What I have tried to get at is messy, and probably asks for a thesis over an article. I think there is both something in the very definitive physical form of a text (a book that is 250 pages long, say, will look like it is only 250 pages long: it has a physical end we can touch and see) — but its content slyly storms past these ends and conclusions, lingering long in the skies and our consciousnesses. You can read the last page of a book, but there are so many more words, unwritten, and unrecorded—your readerly voyeurism is over—about the characters’ lives we followed and invested our time into.
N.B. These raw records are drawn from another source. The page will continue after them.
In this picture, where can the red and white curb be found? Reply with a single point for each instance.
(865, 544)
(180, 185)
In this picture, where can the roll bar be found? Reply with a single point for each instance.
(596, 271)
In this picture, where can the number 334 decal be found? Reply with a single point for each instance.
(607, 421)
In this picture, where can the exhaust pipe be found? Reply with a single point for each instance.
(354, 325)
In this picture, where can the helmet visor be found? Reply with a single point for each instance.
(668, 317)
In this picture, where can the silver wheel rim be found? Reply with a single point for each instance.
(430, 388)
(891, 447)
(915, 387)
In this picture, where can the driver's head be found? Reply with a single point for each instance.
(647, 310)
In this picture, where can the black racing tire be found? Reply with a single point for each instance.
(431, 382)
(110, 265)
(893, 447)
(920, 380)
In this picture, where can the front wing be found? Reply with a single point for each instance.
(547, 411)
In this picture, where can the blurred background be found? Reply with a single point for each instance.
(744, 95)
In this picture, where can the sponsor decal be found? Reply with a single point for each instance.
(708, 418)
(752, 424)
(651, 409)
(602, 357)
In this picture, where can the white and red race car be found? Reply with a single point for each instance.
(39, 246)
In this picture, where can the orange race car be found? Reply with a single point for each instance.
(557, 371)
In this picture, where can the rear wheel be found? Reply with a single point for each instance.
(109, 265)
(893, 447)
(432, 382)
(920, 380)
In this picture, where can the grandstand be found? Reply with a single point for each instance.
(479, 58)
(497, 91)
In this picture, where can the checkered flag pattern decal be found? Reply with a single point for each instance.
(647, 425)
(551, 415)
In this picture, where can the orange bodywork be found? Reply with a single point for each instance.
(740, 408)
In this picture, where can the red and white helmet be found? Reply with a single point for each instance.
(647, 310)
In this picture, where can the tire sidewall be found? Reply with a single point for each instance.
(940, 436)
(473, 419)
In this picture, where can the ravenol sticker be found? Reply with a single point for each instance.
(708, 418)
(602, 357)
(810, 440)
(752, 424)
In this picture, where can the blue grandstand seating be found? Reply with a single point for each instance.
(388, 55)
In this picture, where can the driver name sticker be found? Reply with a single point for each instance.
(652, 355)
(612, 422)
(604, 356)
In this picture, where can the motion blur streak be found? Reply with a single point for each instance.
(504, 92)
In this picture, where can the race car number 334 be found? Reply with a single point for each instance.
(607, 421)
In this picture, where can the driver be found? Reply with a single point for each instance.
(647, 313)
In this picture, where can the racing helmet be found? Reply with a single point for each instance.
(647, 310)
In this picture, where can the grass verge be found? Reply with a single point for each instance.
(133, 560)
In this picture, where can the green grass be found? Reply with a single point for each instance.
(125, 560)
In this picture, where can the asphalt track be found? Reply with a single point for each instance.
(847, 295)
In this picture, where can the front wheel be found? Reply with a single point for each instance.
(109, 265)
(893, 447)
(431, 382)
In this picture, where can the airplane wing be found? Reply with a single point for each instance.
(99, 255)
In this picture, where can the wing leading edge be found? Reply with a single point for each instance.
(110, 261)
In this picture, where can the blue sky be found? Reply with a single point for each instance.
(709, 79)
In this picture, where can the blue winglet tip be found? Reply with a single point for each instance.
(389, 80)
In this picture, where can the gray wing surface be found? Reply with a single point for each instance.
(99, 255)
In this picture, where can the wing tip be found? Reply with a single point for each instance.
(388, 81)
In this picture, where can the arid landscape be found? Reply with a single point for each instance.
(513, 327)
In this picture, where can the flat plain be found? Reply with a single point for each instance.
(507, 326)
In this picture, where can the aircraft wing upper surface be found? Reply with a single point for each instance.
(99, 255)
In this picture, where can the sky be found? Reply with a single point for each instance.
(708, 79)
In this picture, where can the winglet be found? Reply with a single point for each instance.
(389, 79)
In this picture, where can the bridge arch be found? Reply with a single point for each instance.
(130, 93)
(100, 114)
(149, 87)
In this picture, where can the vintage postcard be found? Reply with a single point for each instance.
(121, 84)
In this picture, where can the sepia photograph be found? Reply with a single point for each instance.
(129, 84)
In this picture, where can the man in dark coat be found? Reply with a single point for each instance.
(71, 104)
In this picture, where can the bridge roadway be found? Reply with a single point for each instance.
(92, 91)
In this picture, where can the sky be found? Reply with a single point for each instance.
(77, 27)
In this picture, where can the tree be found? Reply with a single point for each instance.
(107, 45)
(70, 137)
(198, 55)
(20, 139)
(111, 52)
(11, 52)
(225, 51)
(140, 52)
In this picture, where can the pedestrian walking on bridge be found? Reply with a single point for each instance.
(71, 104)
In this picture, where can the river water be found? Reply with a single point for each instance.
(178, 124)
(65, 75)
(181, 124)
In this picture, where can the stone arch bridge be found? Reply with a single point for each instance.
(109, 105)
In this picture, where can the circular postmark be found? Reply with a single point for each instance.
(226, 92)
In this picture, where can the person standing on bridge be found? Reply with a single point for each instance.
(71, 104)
It is only that we see as much as the book personally wishes to relate to us, and never any more; the eternity of a book character laughs at our fixed efforts of printing and publishing, as though that were the final exposition on anything or anyone. Moreover, the stakes are only as high as we choose them to be. Dunk your brain in cold water and come to your senses for these characters are fiction. Only as real as you want them to be. At any rate, you will never run into them in a lecture, or crying in the library. That being said, no one will stop you from fully submerging yourself into the story, gathering the speed and pace and tensions of the novel or poem, lifted by a knightly lover’s hand and drawn up onto his steed, and cantering far, far away.